A 14 de fevereiro de 2020, um ciberataque de grande magnitude paralisou as atividades informáticas de 7 500 funcionários públicos. Foram afetados representantes eleitos da região do Grande Leste (incluindo, nomeadamente, Estrasburgo, sede da região). Os computadores dos liceus de Champagne-Ardenne, Lorena e Alsácia também foram danificados pelo mesmo ataque.
De acordo com a investigação conduzida pela polícia judiciária, trataria-se de um ciberataque de phishing: um hacker enviou um e-mail a solicitar contacto. (fonte: L’Est Républicain«Região do Grande Leste: após o ciberataque, a resposta»).

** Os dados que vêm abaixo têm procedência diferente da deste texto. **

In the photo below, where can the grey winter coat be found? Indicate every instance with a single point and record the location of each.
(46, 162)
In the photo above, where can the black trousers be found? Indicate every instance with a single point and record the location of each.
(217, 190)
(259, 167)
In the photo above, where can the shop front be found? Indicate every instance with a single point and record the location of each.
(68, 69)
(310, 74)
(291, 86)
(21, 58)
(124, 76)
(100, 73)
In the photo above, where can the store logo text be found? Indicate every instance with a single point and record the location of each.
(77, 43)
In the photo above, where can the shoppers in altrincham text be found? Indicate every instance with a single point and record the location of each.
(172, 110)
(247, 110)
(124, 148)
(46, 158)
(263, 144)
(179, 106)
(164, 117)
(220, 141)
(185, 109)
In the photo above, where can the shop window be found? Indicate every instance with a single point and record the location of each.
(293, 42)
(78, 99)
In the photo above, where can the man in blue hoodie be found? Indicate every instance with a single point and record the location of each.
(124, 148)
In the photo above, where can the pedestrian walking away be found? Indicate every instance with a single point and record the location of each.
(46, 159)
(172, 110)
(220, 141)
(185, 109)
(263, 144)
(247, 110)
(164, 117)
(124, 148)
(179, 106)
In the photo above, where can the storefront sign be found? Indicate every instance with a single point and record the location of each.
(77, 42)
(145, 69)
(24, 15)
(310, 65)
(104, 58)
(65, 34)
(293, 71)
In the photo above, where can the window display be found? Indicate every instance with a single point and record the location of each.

Este incluía um cavalo de Tróia do tipo Dridex. Uma vez instalado na rede interna da região do Grand-Est, o intruso propagou-se de forma discreta e perniciosa de computador em computador. O seu objetivo: instalar, a cada passo, um cryptolocker cujo objetivo final é lançar um ataque de ransomware. (O software malicioso do tipo Cryptolocker bloqueia o acesso. Em seguida, encripta todo o conteúdo do sistema operativo e das aplicações.)
Como está a região do Grand-Est a reagir ao ciberataque?
Para identificar a origem do vírus e reagir o mais rapidamente possível, as equipas de informática desligaram o sistema. Os programas internos, a rede Wi-Fi e a Internet, o sistema de correio eletrónico, os cartões de identificação e os documentos armazenados nos servidores comuns da região Grand-Est: tudo ficou inacessível para uns e fora de serviço para outros.
A região recusou-se a pagar qualquer resgate e apresentou queixa. Com efeito, convém recordar que pagar um resgate equivale a dar o seu aval ao ato dos atacantes. Isso permite-lhes garantir a viabilidade da sua atividade. Desta forma, dispõem de meios financeiros suficientes para trabalhar noutro vírus.
O ataque mobilizou 40 pessoas dos Serviços de Informática e um prestador de serviços externo que, com o apoio do CERT e da ANSSI, demonstraram grande capacidade de resposta.
Quatro dias após a intrusão, os Serviços de Informática autorizaram os funcionários e os representantes eleitos a enviar e-mails com anexos.
O ciberataque não terá permitido a recuperação de ficheiros financeiros ou de outros ficheiros confidenciais.
Que lição podemos tirar deste ciberataque?
“No fim de contas, nunca estamos suficientemente preparados!”
Como refere Delphine Gougeon, secretária-geral da região do Grande Leste: desde esse acontecimento, a região reforçou o seu nível de segurança.
Na verdade, o mundo digital, indispensável na sociedade contemporânea, não é 100% fiável.
Segundo Jérôme Notin, diretor-geral da Cybermalveillance,«o phishing é a principal causa de pedidos de assistência e constitui uma porta aberta para outros tipos de ataques informáticos. Também constatámos um forte aumento dos ransomware»(fonte: JDN)… Um dos ciberataques com que vários países se deparam (por exemplo, o recrudescimento dos ransomware na Bélgica desde 2018).